A GCP-native financial data normalisation engine for private equity fund managers.
PE CoPilot is a data normalisation engine built for private equity fund managers. Portfolio companies submit financial reports in wildly inconsistent formats — different labels, different accounting conventions, different file types. PE CoPilot ingests all of it and produces unified, comparable metrics through a six-layer processing pipeline powered by AI.
In private equity, every portfolio company reports differently. One sends a Sage export as Excel, another sends Xero CSVs, a third submits PDF scans from QuickBooks. The fund team has to manually reconcile all of this into a single view just to compare performance across the portfolio. It's slow, error-prone, and doesn't scale.
PE CoPilot automates the entire workflow. Files are uploaded via API, parsed automatically (Excel, CSV, or PDF), then run through an AI-driven mapping layer that normalises raw labels into nine canonical metrics: Revenue, Gross Profit, EBITDA, Net Income, Cash Balance, Total Debt, Net Assets, Operating Cashflow, and Headcount. Deterministic validation rules catch errors before anything reaches the dashboard.
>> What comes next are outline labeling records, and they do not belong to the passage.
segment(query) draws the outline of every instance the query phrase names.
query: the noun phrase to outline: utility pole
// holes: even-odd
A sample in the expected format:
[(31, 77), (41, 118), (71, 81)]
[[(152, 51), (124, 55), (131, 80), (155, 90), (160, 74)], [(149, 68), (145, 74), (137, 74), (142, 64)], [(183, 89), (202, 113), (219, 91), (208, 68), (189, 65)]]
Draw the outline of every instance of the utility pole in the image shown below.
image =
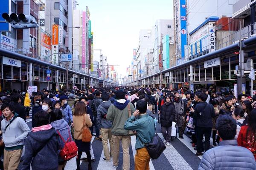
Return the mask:
[(162, 70), (163, 70), (163, 34), (161, 34), (160, 41), (160, 55), (159, 57), (159, 69), (160, 69), (160, 89), (162, 89)]

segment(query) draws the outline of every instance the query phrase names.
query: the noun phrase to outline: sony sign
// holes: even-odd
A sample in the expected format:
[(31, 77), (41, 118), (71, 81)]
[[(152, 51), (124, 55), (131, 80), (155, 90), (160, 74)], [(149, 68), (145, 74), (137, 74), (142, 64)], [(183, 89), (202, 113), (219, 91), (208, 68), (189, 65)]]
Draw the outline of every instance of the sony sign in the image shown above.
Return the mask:
[(204, 68), (212, 67), (215, 66), (219, 66), (220, 58), (214, 58), (212, 60), (208, 60), (204, 61)]

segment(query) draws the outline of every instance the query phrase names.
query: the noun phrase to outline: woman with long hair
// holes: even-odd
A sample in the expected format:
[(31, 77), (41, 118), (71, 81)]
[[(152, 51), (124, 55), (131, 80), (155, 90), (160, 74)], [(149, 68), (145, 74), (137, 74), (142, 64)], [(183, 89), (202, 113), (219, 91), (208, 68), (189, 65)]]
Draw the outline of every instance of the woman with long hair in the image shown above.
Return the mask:
[(90, 142), (82, 141), (82, 134), (84, 128), (91, 127), (93, 125), (89, 115), (86, 111), (86, 105), (82, 101), (79, 102), (76, 106), (73, 116), (73, 123), (75, 129), (75, 142), (78, 148), (78, 154), (76, 158), (76, 169), (80, 170), (80, 162), (83, 152), (85, 152), (89, 165), (88, 170), (92, 169), (91, 157), (90, 153)]
[(256, 160), (256, 109), (253, 109), (250, 113), (248, 123), (247, 125), (241, 127), (237, 143), (239, 146), (250, 150)]

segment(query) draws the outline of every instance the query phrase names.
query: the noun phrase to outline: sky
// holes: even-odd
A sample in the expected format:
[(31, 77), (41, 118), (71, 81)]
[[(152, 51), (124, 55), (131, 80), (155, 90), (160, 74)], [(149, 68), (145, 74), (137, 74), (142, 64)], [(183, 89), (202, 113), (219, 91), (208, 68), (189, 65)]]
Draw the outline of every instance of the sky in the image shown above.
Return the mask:
[[(172, 0), (78, 0), (79, 9), (90, 13), (93, 49), (101, 49), (122, 78), (131, 65), (140, 30), (152, 29), (157, 19), (173, 19)], [(99, 52), (95, 52), (96, 56)]]

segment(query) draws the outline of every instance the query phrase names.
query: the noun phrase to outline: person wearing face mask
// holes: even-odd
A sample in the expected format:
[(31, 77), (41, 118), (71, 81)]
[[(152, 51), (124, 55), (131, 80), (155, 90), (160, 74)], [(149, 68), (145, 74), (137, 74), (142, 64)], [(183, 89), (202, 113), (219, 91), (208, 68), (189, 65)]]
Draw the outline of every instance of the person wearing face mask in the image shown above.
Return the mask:
[(68, 98), (66, 95), (61, 95), (60, 97), (60, 101), (61, 102), (61, 109), (66, 115), (66, 119), (67, 123), (73, 126), (73, 116), (71, 108), (67, 104)]
[(53, 112), (53, 111), (52, 109), (52, 102), (49, 98), (45, 98), (42, 103), (42, 109), (49, 114), (49, 120), (50, 123), (54, 121), (52, 118), (52, 115)]

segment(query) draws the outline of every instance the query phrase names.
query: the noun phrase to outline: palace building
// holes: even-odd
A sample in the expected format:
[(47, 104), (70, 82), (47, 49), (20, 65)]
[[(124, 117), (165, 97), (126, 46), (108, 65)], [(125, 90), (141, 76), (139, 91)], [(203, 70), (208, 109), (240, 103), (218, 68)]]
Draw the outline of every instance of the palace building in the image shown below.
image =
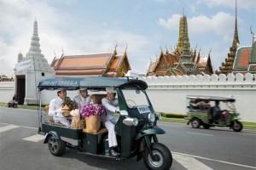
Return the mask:
[(123, 77), (131, 70), (126, 49), (118, 54), (116, 47), (113, 53), (87, 55), (62, 55), (55, 59), (51, 67), (55, 77), (61, 76), (112, 76)]
[(225, 58), (225, 62), (221, 64), (219, 71), (217, 72), (218, 74), (256, 73), (256, 37), (252, 30), (251, 33), (253, 35), (252, 45), (241, 46), (238, 38), (236, 1), (235, 32), (232, 47), (230, 47), (230, 53), (228, 54), (227, 58)]
[(197, 74), (212, 74), (213, 70), (210, 53), (201, 56), (196, 48), (190, 48), (187, 17), (183, 14), (179, 21), (177, 45), (173, 52), (161, 49), (156, 61), (150, 63), (147, 76), (183, 76)]

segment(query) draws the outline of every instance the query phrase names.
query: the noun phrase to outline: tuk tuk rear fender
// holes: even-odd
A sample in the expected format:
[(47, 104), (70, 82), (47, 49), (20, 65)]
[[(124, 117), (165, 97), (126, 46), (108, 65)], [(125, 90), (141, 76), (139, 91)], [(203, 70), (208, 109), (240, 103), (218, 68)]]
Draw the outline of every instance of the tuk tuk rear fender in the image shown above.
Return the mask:
[(49, 131), (48, 133), (48, 134), (47, 134), (44, 141), (44, 144), (47, 144), (48, 143), (48, 139), (49, 138), (50, 135), (54, 136), (55, 139), (61, 139), (60, 135), (55, 131)]
[(233, 117), (232, 118), (232, 120), (231, 120), (231, 122), (233, 122), (233, 121), (238, 121), (238, 120), (240, 120), (241, 118), (239, 118), (239, 117)]
[(140, 139), (142, 137), (145, 135), (151, 135), (151, 134), (164, 134), (166, 131), (159, 127), (148, 127), (143, 128), (139, 133), (136, 137), (136, 140)]

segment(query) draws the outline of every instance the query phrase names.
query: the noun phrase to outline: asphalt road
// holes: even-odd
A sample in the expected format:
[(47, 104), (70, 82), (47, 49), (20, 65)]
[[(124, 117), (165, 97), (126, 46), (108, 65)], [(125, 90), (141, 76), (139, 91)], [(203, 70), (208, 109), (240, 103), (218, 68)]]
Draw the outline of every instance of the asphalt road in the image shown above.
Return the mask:
[[(38, 132), (37, 110), (0, 107), (0, 168), (15, 169), (146, 169), (136, 158), (114, 161), (78, 154), (67, 149), (52, 156)], [(159, 122), (166, 132), (159, 141), (172, 150), (172, 170), (256, 169), (256, 131), (229, 128), (194, 129), (182, 123)], [(36, 135), (37, 136), (37, 135)]]

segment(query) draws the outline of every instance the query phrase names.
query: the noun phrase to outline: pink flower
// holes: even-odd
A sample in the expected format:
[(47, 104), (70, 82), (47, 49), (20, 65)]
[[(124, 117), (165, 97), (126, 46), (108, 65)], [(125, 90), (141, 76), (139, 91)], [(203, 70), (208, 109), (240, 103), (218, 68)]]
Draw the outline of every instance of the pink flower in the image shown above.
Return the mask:
[(98, 104), (88, 104), (84, 105), (80, 113), (83, 116), (89, 117), (90, 116), (102, 115), (105, 110), (102, 105)]

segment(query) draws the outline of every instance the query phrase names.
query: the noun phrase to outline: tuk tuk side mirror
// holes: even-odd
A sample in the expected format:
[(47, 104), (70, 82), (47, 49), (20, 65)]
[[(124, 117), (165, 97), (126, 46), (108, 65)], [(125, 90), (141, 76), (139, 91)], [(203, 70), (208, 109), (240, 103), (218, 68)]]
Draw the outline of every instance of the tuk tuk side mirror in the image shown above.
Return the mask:
[(134, 117), (134, 118), (126, 117), (125, 119), (124, 119), (123, 123), (127, 126), (133, 125), (136, 127), (138, 124), (138, 120), (136, 117)]
[(119, 112), (121, 116), (128, 116), (128, 112), (126, 110), (120, 110)]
The backend is a FastAPI application running on Google Cloud Run, containerised with Docker. Firestore handles the database layer, Cloud Storage manages file uploads, and Pub/Sub provides event-driven messaging between pipeline stages. Claude Sonnet handles the heavy lifting of financial label extraction, while Claude Haiku generates executive summaries — a tiering strategy that cut token costs by around 40–50%.
The processing pipeline has six layers: extraction (openpyxl, pandas, pdfplumber), calculation (company-specific derived metrics), AI normalisation, validation (completeness and variance checks), sanity checks (sign constraints, accounting identities), and AI summary generation.
The biggest challenge was handling the sheer variety of financial report formats. Even within a single accounting system, companies customise their exports in unpredictable ways. Building robust parsing that could handle edge cases without breaking the pipeline required extensive testing — there are 224 automated tests covering the core logic, all running in under two seconds with mocked cloud services.
Planned features include email ingestion (so companies can just forward reports), digest reporting, Google Sheets export, PDF report generation, OCR support for scanned documents, and multi-currency handling.